2005 graduate Neil McLeod knew White from band during high school, and believes White’s career choice was only natural.
“So, does it surprise me that Brandon is currently a motivational speaker? Nope,” McLeod said. “He was always very articulate, and was a great leader for the school during pep assemblies and as a drum major.”
Looking back, White believes he wasn’t the best leader in high school, but those years gave him the experience to be able to speak about leadership today.
“Now that I talk about leadership and wrote a book about leadership, [I’ve] realized I wasn’t as good a leader as I thought I was,” White said. “Even though I was in that position, I wasn’t delegating and working with other StuCo members like I could have. Also, I was doing things outside of school that were hypocritical, like partying. So, sometimes I felt like my walk didn’t always match my talk. But, having that experience as StuCo president allowed me to make those mistakes, so now I can teach others what it’s like to be a leader, even if you’re not in a leadership position.”
After high school, it would be years before White decided to pursue a career in motivational speaking. In college at Rockhurst University, he first explored ballroom dancing, a skill which he now incorporates into his speeches.
“[Speaking] was in the back of my mind, but I wasn’t sure yet,” White said. “So, I got involved in ballroom dancing. So I started a program where I taught ballroom to elementary school kids, and I used it to teach about etiquette. Now, I have this niche that no one else has. I went to this speaker boot camp, learned the tricks of the trade and all that. That was six years ago now. Since then, I’ve been all over the country speaking about leadership and character.”
Since then, White has founded his company, Let It Move Inc., spoken at [email protected] and written his book titled “Don’t Be a Lamesauce: A Ridiculously Effective Book on Student Leadership.”
According to White, the book was a way to both share his message and learn about himself.
“[Writing the book] was really intimidating at first, and I went through like eight different rough drafts, but it was cool because it forced me to get my beliefs down on paper, and that helped me figure out what I believe,” White said. “It talks about, no matter what, even if you’re not in a position, about living with leadership qualities.
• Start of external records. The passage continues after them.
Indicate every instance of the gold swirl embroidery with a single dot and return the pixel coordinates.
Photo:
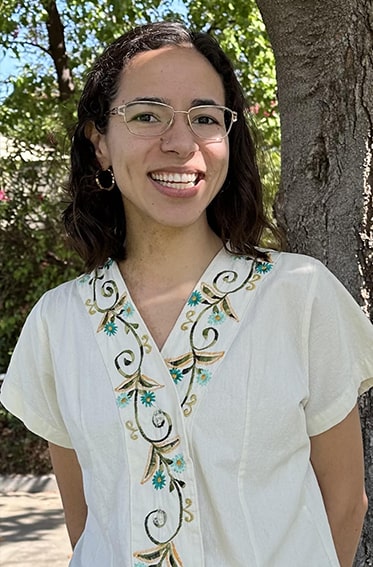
(145, 342)
(251, 285)
(133, 430)
(189, 320)
(192, 401)
(188, 516)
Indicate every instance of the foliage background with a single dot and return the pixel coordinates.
(53, 45)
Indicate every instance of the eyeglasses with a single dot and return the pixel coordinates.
(152, 119)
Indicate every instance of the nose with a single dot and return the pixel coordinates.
(179, 137)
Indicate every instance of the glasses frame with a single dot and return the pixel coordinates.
(121, 110)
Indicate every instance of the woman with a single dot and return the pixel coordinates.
(198, 392)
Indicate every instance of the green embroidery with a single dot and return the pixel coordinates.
(218, 309)
(213, 309)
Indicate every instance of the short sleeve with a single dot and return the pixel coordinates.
(29, 390)
(340, 351)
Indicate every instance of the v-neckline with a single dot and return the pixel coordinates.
(205, 275)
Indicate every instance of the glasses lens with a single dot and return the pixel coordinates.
(147, 118)
(210, 122)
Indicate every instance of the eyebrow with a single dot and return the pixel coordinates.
(195, 102)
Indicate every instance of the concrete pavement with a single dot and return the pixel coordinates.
(33, 532)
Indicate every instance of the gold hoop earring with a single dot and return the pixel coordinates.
(105, 179)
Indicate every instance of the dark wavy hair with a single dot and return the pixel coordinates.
(95, 219)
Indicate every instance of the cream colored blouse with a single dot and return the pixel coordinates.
(197, 455)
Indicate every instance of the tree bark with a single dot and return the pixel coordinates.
(324, 64)
(57, 50)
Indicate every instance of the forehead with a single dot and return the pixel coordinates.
(171, 73)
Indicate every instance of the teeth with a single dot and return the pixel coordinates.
(179, 180)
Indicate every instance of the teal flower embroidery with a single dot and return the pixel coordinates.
(127, 309)
(84, 278)
(123, 400)
(178, 463)
(110, 328)
(263, 268)
(176, 375)
(195, 298)
(217, 317)
(148, 399)
(203, 376)
(159, 480)
(109, 262)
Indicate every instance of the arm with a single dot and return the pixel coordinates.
(69, 479)
(338, 462)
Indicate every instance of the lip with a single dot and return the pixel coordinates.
(172, 190)
(178, 192)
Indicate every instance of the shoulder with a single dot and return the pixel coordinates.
(56, 302)
(292, 268)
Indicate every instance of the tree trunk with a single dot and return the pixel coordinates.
(57, 49)
(324, 63)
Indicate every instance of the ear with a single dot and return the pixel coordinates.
(99, 143)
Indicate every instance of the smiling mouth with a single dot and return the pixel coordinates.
(176, 180)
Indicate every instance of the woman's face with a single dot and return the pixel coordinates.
(170, 179)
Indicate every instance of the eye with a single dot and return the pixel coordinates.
(205, 119)
(144, 117)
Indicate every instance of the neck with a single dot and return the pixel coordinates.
(168, 255)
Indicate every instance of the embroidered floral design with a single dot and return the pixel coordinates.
(217, 317)
(165, 462)
(159, 480)
(123, 400)
(176, 375)
(178, 464)
(216, 309)
(163, 554)
(128, 309)
(148, 399)
(195, 298)
(110, 328)
(84, 278)
(263, 267)
(203, 376)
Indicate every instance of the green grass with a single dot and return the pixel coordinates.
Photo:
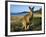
(35, 27)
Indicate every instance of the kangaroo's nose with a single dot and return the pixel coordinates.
(27, 23)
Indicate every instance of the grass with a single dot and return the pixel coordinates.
(35, 27)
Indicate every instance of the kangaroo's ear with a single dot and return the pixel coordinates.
(30, 8)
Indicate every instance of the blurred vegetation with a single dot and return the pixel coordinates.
(36, 23)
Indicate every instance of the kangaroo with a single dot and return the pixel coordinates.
(26, 19)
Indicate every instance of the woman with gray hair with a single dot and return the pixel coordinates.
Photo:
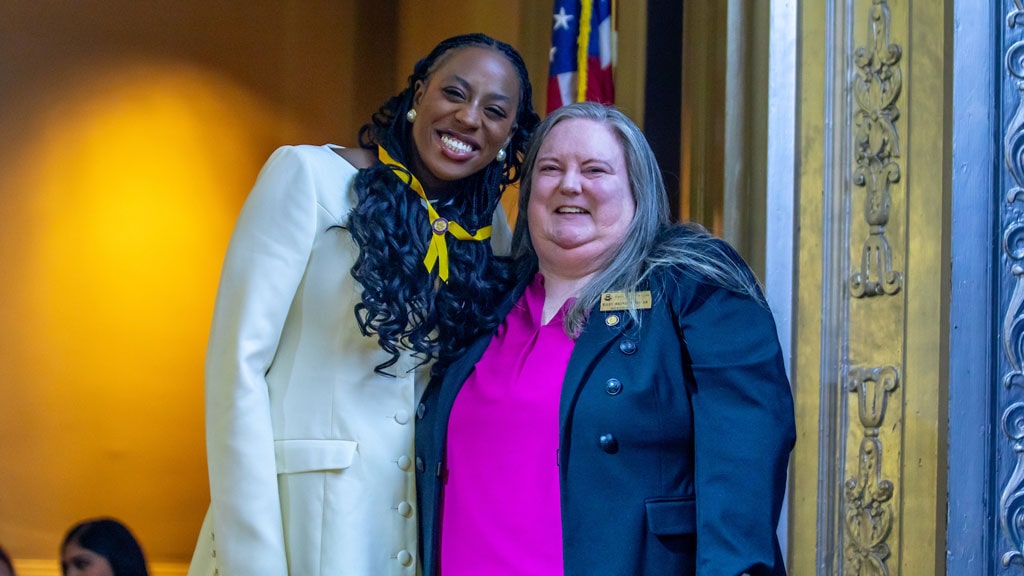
(632, 413)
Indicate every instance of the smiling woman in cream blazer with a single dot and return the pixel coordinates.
(328, 316)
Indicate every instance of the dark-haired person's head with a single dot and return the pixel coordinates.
(460, 127)
(101, 547)
(6, 566)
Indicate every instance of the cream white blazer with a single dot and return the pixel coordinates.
(310, 452)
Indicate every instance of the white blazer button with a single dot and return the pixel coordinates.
(406, 509)
(404, 558)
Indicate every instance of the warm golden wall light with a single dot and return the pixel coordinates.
(115, 211)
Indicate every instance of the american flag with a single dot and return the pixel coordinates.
(581, 40)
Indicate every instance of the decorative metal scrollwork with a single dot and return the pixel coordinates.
(1012, 498)
(1012, 501)
(876, 89)
(867, 512)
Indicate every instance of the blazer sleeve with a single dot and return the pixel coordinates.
(263, 268)
(743, 426)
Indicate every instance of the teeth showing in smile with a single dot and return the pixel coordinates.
(456, 145)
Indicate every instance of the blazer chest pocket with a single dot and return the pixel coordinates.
(672, 517)
(295, 456)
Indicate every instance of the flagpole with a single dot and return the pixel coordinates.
(583, 48)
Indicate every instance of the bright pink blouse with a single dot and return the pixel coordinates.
(501, 508)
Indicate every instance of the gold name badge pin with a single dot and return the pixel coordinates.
(611, 301)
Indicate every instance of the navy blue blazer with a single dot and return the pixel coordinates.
(675, 438)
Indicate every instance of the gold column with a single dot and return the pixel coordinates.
(868, 481)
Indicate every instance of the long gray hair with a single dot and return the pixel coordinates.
(651, 241)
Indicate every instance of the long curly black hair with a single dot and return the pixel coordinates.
(402, 303)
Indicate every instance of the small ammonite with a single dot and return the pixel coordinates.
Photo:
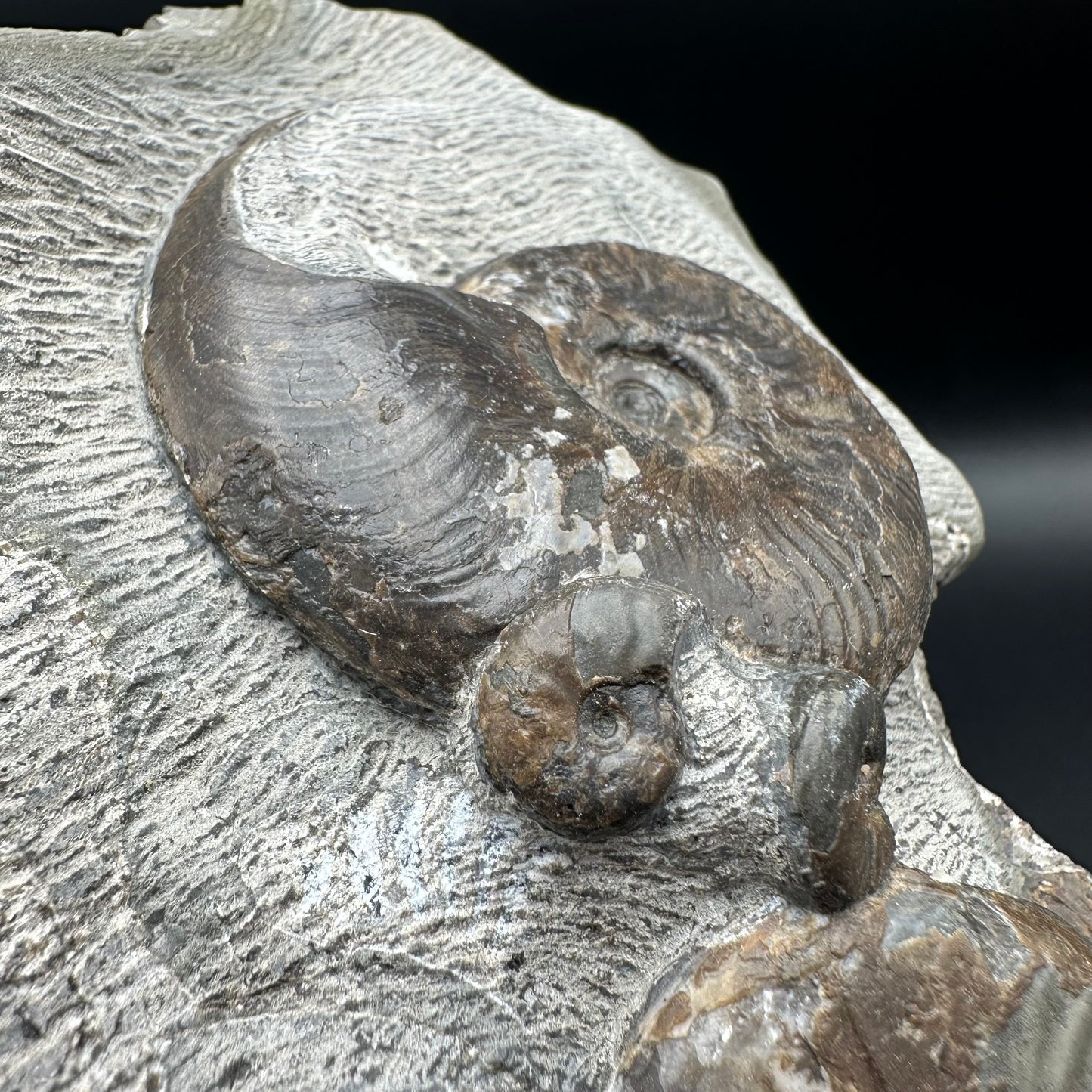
(405, 469)
(576, 710)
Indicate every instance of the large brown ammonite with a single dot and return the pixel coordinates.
(404, 469)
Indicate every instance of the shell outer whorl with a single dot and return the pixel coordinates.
(405, 469)
(576, 710)
(928, 986)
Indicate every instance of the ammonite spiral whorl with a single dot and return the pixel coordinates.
(404, 469)
(576, 710)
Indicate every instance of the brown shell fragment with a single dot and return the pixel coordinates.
(925, 986)
(838, 753)
(576, 711)
(404, 469)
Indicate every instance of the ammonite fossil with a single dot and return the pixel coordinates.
(404, 469)
(935, 988)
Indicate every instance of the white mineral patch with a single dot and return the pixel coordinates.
(614, 564)
(620, 464)
(540, 522)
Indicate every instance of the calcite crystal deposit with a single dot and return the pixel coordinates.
(459, 620)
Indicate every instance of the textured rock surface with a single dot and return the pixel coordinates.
(223, 862)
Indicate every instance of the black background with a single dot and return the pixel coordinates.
(915, 169)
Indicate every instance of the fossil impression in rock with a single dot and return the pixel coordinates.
(635, 779)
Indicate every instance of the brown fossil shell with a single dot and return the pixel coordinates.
(405, 469)
(924, 986)
(576, 712)
(839, 748)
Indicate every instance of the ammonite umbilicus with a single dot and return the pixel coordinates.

Character and courage, and inspiring others through your actions. Character, courage and authenticity.”
Because he works for himself, White said managing his business is challenging, but rewarding.
“It’s awesome because I get to wear sweatpants to work if I want,” White said. “Or go to the gym, or make my own schedule. It also comes with a lot of self-discipline because I have to make the calls, send the emails, book the engagements. I can’t just clock in, clock out, get a paycheck. I have to work for it.”
White said although he had a successful high school career, he wishes he had taken more time to enjoy his high school experience, and he now encourages others to do so. But he still enjoyed his experience in high school, and hopes to come back some day.
“I was really busy trying to experience all these things, and also, I wanted to accomplish a lot,” White said. “Looking back now, if I had to do it again, I wouldn’t have worried so much at trying to be such a huge success in high school. Instead, I would focus on doing the things I love because I love them, instead of what would look good on a resume, and take time to hang out with friends more often, and enjoying those relationships, knowing now that your time in high school is short. One of these days I’ll come speak at Mill Valley. I’m just waiting for the phone call.”